Understanding capacitance in oscilloscope probe tip
The capacitance in parallel with the 9 megohm resistor is the primary factor in determining the probe capacitance presented to the circuit being probed since, by design, most of the signal voltage (90%) appears across it. At low frequencies, the attenuation of the probe is due to the resistors. At high frequencies, however, the reactance of the capacitors becomes dominant. Then the attenuation of the probe depends on the ratio of the capacitors. For this reason, an adjustable capacitor (usually designated as the compensating capacitor) is included within the probe. By adjusting it, the total capacitance of the oscilloscope input capacitor and the compensating capacitor can be made equal to 9 times the probe capacitance. Thus these capacitors would form a 10:1 voltage divider. In this way, the overall probe and oscilloscope input behave as a 10:1 divider over the full bandwidth of the probe. Another way of looking at it is that the idea is to make the time constant of the 9 megohm resistor and probe capacitance be equal to the time constant of the oscilloscope input (including the compensation capacitor). If that is true, the attenuation of the total circuit will be independent of frequency.

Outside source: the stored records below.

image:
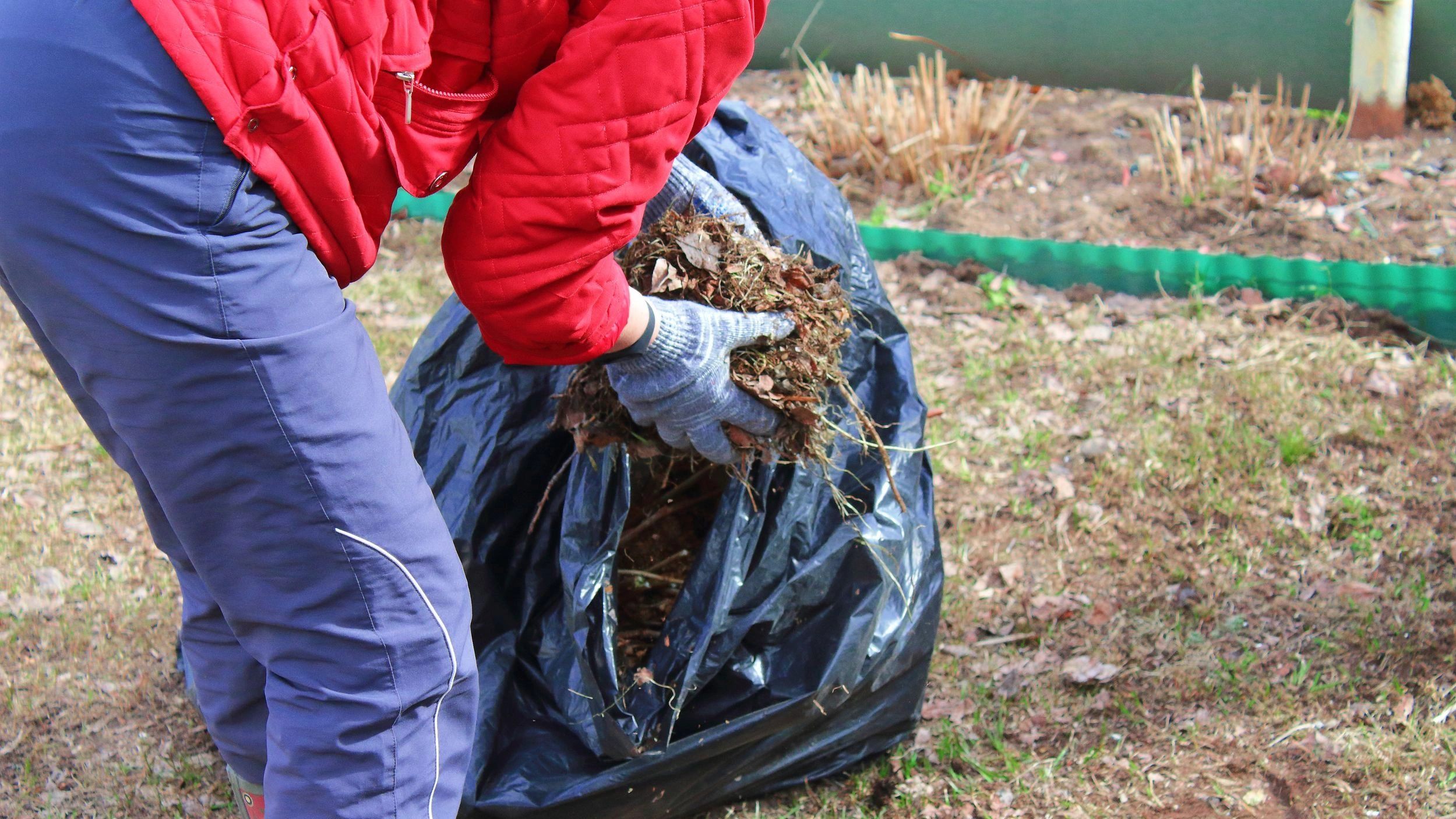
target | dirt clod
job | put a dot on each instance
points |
(1432, 104)
(710, 261)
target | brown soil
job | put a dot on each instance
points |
(1087, 172)
(1432, 104)
(675, 502)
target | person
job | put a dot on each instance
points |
(185, 185)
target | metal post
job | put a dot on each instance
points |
(1379, 62)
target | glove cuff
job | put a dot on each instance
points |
(675, 341)
(640, 347)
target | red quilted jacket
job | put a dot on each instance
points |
(573, 110)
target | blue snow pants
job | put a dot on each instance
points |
(324, 607)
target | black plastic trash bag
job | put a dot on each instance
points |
(801, 641)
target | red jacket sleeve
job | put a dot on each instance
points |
(559, 183)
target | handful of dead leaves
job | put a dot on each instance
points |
(710, 261)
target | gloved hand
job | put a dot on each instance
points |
(681, 383)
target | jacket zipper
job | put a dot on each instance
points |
(408, 77)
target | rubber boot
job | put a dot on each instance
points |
(246, 796)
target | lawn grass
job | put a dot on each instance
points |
(1209, 498)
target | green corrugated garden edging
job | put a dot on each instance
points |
(1422, 294)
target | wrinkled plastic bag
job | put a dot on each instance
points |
(801, 641)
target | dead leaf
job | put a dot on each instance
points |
(1049, 609)
(1010, 686)
(1402, 709)
(1011, 574)
(664, 278)
(701, 250)
(954, 710)
(1062, 488)
(742, 438)
(50, 581)
(1097, 447)
(1358, 591)
(1060, 332)
(1394, 176)
(1087, 671)
(797, 278)
(1101, 613)
(1183, 595)
(1382, 384)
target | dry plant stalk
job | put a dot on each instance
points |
(918, 130)
(1232, 143)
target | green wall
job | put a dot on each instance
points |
(1146, 45)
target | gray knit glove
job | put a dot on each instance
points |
(681, 383)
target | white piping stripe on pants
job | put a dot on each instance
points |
(454, 664)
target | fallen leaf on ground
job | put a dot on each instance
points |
(1097, 447)
(1402, 707)
(1062, 488)
(1010, 686)
(1101, 613)
(1011, 574)
(1087, 671)
(1060, 332)
(1382, 384)
(1358, 591)
(1049, 607)
(50, 581)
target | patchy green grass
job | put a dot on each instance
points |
(92, 716)
(1206, 502)
(1210, 499)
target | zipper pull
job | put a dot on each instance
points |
(410, 94)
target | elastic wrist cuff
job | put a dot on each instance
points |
(638, 347)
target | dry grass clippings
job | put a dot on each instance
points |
(1251, 144)
(708, 261)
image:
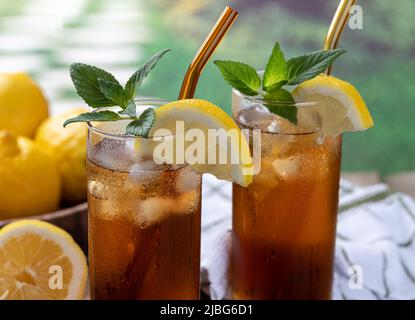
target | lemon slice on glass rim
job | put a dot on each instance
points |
(203, 115)
(40, 261)
(339, 104)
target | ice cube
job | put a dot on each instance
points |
(186, 180)
(258, 116)
(97, 189)
(153, 210)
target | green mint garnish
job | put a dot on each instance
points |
(104, 115)
(137, 78)
(240, 76)
(278, 73)
(275, 75)
(306, 67)
(99, 88)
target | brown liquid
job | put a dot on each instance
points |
(284, 223)
(144, 234)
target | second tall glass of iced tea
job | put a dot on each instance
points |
(144, 219)
(284, 223)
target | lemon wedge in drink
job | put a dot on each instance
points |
(339, 104)
(208, 119)
(40, 261)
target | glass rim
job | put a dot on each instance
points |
(151, 102)
(300, 105)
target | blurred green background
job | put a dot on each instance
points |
(119, 35)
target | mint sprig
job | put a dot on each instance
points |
(99, 88)
(278, 73)
(240, 76)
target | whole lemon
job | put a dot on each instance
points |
(67, 146)
(22, 104)
(29, 180)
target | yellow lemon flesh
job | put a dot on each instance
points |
(339, 104)
(40, 261)
(67, 147)
(29, 183)
(22, 104)
(203, 115)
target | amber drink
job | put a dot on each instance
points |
(284, 223)
(144, 220)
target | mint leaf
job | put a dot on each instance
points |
(113, 91)
(105, 115)
(85, 78)
(141, 126)
(137, 78)
(281, 103)
(275, 75)
(306, 67)
(130, 110)
(240, 76)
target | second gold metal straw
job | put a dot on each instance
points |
(211, 42)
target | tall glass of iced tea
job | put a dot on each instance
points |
(144, 218)
(284, 222)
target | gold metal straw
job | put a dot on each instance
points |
(337, 26)
(206, 50)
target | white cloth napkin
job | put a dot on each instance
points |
(375, 248)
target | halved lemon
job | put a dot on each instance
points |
(203, 115)
(40, 261)
(339, 104)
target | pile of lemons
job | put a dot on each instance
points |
(42, 164)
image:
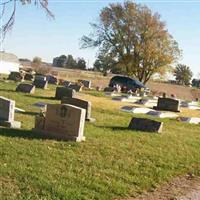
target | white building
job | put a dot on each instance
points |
(8, 62)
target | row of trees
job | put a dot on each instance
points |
(131, 40)
(69, 62)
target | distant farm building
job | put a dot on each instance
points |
(8, 63)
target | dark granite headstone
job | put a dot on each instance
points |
(26, 88)
(62, 92)
(168, 104)
(147, 125)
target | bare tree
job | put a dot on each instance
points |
(5, 6)
(135, 38)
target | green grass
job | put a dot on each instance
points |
(112, 163)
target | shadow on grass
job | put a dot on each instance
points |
(42, 97)
(115, 128)
(7, 90)
(27, 134)
(29, 113)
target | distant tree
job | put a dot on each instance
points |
(10, 6)
(81, 64)
(70, 62)
(39, 67)
(104, 63)
(37, 62)
(60, 61)
(133, 36)
(183, 74)
(196, 83)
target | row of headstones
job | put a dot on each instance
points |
(66, 121)
(43, 84)
(42, 79)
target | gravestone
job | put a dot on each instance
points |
(161, 114)
(98, 88)
(135, 110)
(109, 89)
(26, 88)
(62, 92)
(190, 120)
(7, 112)
(168, 104)
(16, 76)
(75, 87)
(80, 103)
(62, 122)
(86, 83)
(40, 84)
(28, 77)
(40, 77)
(147, 125)
(52, 79)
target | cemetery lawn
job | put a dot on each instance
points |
(113, 162)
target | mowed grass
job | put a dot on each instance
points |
(112, 163)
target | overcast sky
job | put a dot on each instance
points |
(35, 35)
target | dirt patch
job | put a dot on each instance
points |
(181, 188)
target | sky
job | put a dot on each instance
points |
(35, 34)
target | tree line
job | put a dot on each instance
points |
(131, 39)
(69, 62)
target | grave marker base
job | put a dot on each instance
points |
(57, 136)
(13, 124)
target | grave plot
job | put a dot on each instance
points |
(82, 104)
(136, 110)
(62, 92)
(85, 83)
(62, 122)
(147, 125)
(26, 88)
(168, 104)
(7, 113)
(190, 120)
(124, 98)
(147, 102)
(193, 105)
(161, 114)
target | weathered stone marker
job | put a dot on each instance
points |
(26, 88)
(62, 92)
(7, 112)
(168, 104)
(86, 83)
(80, 103)
(62, 122)
(147, 125)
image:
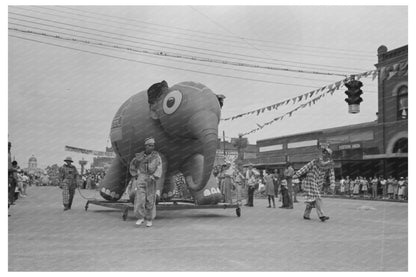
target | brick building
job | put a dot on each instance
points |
(379, 147)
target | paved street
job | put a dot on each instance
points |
(360, 236)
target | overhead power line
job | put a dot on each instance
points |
(168, 45)
(174, 55)
(156, 45)
(158, 65)
(235, 45)
(211, 34)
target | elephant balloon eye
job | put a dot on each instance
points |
(172, 101)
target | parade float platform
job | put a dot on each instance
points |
(174, 204)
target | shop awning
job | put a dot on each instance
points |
(385, 156)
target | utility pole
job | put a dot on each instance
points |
(223, 139)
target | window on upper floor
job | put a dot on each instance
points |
(402, 109)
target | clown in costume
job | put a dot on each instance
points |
(316, 172)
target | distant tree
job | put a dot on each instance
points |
(53, 172)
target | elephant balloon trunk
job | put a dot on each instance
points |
(197, 170)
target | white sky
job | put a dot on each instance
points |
(59, 96)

C1 is in series with the input capacitance Cin in parallel with the compensation capacitance C2.
So \$C_{probe}= \frac{1}{\frac{1}{C_1}+\frac{1}{C_2+C_{IN}}}\$
That capacitance is effectively in parallel with 10M when the probe compensation is properly adjusted.
Typically on a garden-variety 10:1 probe, C1 is 10pF, and C2+Cin is about 90pF (when properly adjusted). It's properly adjusted when 1/C1 = 1/(C2+Cin) which makes the divider ratio frequency independent.
C2 includes the cable capacitance as well as the trimcap.
So the probe tip looks like 10M in parallel with 9pF to ground. Since there's a bit of stray capacitance on the input, in addition to C1 there will be a bit more than 9pF capacitance to ground.
The circuit used in real probes is a bit more complex usually, but the above is the basic idea.
When you're measuring a signal, the probe tip loads the circuit, particularly at high frequencies. If the probe tip looks like 10pF, when measuring a 200MHz sine wave, the impedance of the probe is about 80 ohms, which is rather low. Sharp edges such as logic transitions will be rounded a bit as a result, but 10pF is maybe 20% of the test load capacitance of typical 3.3V logic so it's not necessarily a huge effect, and datasheet tr/tf limits will usually still apply.
A typical 10Mohm probe is 9.5 pF which is mostly due to C1 in series with a much larger C of coax and trimcap combined. This results in an input impedance (s11) that drops below 10MOhms with rising frequency due to C1 above 1kHz while the R1C1=T1 =R2C2=T2 to obtain the 10:1 ratio.
Thus the coax and C2 compensation with scope input C combined is about 9x the C1 value.
The scope probes use special high impedance coax to reduce the pF/m in the 100 Ohm region and thus reduce the probe tip compensation C2 and thus C1 input capacitance.
High speed signals must be low impedance to be captured properly by passive probe with no tip and GND clip but the bandwidth is equalized (flattened) by the C2 calibration of the square edge test signal pulse by matching T1=T2.
Don’t forget the 0.5nH /mm added by the ground clip which must be removed to get the maximum bandwidth of the probe. This reacts with the coax capacitance to produce the classic ringing observed by new users of logic high speed signals when longish >1cm ground clips are used and thus causes a resonance above 20MHz. This can also be eliminated by enabling the 20MHz Scope BW option to suppress the inductive ground ringing.
Modern Tektronix passive probes are 40:1 with 250k scope input R to achieve wider flat bandwidth and C1 values of 3.5 pF.
The typical 5V CMOS 74HCxx impedance is in the region of 50 to 66 Ohms with a wider tolerance when loaded by a 9.5 pF probe has an RC time constant defined by the exponential 64% of the step voltage. But in terms of the standard 10~90% rise time, the BW(-3dB)=0.35/Tr.
Tau=RC = 66Ω*9.5pF =627 ps implies a -3dB bandwidth slightly greater than 74HC CMOS so the effects are minimal but still exist on reducing slew rate with C1 load.